From Pampers to the kitchen table to German Design Award winner
- Herman ze German

- Apr 12
- 2 min read
Eliah Werner isn't a winemaker. Not a designer. His background is Pampers, Gillette, Oral-B – ten years in consumer goods marketing at Procter & Gamble. And that, I believe, is precisely what earned Young Poets the German Design Award 2026.
Not in spite of it. But because of it.

What the jury said – and what was surprising about it
The jury's statement for the German Design Award 2026 was precise: "The Young Poets Wine project stages the moment at the shelf in a chavismatic and bold way: concise typography, reduced design and a tongue-in-cheek claim create an emotional connection to young consumers."
The jury didn't talk about wine.

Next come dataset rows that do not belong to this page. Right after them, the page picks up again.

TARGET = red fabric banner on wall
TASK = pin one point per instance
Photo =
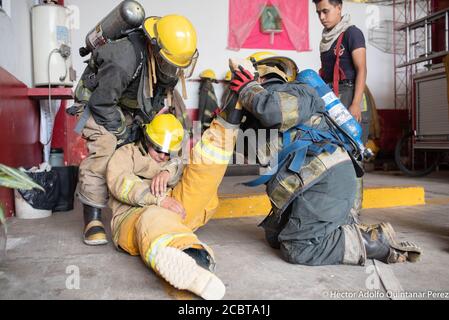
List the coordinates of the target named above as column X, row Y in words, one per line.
column 244, row 26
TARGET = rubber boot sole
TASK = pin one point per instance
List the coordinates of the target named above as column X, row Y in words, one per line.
column 97, row 236
column 411, row 251
column 183, row 273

They talked about communication. About strategy. About psychology.
That was exactly our plan. Young Poets is a communication brand that happens to sell wine. Or more precisely: a brand that proves that design isn't decoration – it's a sales strategy.

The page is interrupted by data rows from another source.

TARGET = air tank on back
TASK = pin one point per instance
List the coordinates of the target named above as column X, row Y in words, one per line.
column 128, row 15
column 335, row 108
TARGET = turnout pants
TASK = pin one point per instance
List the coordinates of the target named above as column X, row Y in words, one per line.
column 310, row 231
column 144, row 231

The problem: A category that has forgotten its buyers
Imagine you're standing in front of 300 bottles of wine. They all look the same. Everyone's talking about terroir, hillside location, Parker points. You have no idea – and you buy something. Or nothing at all.
This is the reality for Millennials and Gen Z at the wine aisle. And the numbers are clear: 64% of Millennials buy wine solely based on the label design. 53% say the drink you drink says something about you. The category has ignored this generation for years – with complex language, intimidating aesthetics, and an elitist image.
Eliah's starting point was not: What is the best wine? But rather: How does someone decide in three seconds which bottle to pick up?

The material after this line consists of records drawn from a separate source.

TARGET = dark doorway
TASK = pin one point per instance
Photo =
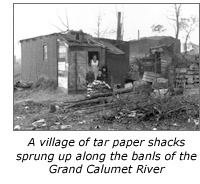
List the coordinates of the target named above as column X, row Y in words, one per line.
column 90, row 56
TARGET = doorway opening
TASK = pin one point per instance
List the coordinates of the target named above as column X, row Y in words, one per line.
column 91, row 55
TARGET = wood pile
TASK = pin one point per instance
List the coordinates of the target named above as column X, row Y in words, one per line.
column 98, row 87
column 187, row 78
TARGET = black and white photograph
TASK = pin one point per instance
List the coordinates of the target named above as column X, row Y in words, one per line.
column 106, row 67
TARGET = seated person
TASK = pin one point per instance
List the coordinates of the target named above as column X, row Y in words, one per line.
column 100, row 76
column 90, row 76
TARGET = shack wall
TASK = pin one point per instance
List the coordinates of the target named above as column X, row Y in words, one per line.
column 73, row 52
column 116, row 68
column 33, row 64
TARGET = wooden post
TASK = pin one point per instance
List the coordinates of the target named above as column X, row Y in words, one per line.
column 155, row 64
column 76, row 72
column 138, row 34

Stop. Hold. Close. – Shopper psychology on the shelf
Young Poets was built on a three-step principle that Eliah transferred directly from advertising psychology to the shelf – and which was validated with a digital eye-tracking test with real consumers:
Stop – from three meters away. Shoppers first look for wine color, then grape variety. Young Poets pops up with typography that forces the brain to look twice. Abbreviated grape variety names – GRNR VLTLNR instead of Grüner Veltliner, GRAU BRGNDR instead of Grauburgunder – trigger the Zajonc effect: The brain likes what it can fill in.
Hold – from two meters away. No specialist knowledge, no wine terminology. Instead, pop culture. “Fifty Shades of Pinot Gris.” “Everything Happens for a Riesling.” Names that bring a smile – and that stick in your mind. Hashtags like #fiftyshadesofgrey (2 million posts) or #roseallday (760,000 posts) become organic reach multipliers.
Close – from one meter away. Trust in the real young winemakers behind every wine. Clear taste information without jargon. And a concrete promise on the back label: Every bottle is a donation to the Reading Foundation.

How it really came about
Inspired by the consumer. Driven by Pampers brand knowledge. Designed on the kitchen table, with a glass of wine in hand.
No large team. No agency budget. Instead, the combination of consumer-first thinking, the honest craftsmanship of the winemakers – and the courage to address a category differently than all the others.
For Eliah, the real award is every time someone picks up a bottle and says, "This is not like other wines."
That was precisely the goal. From the very beginning.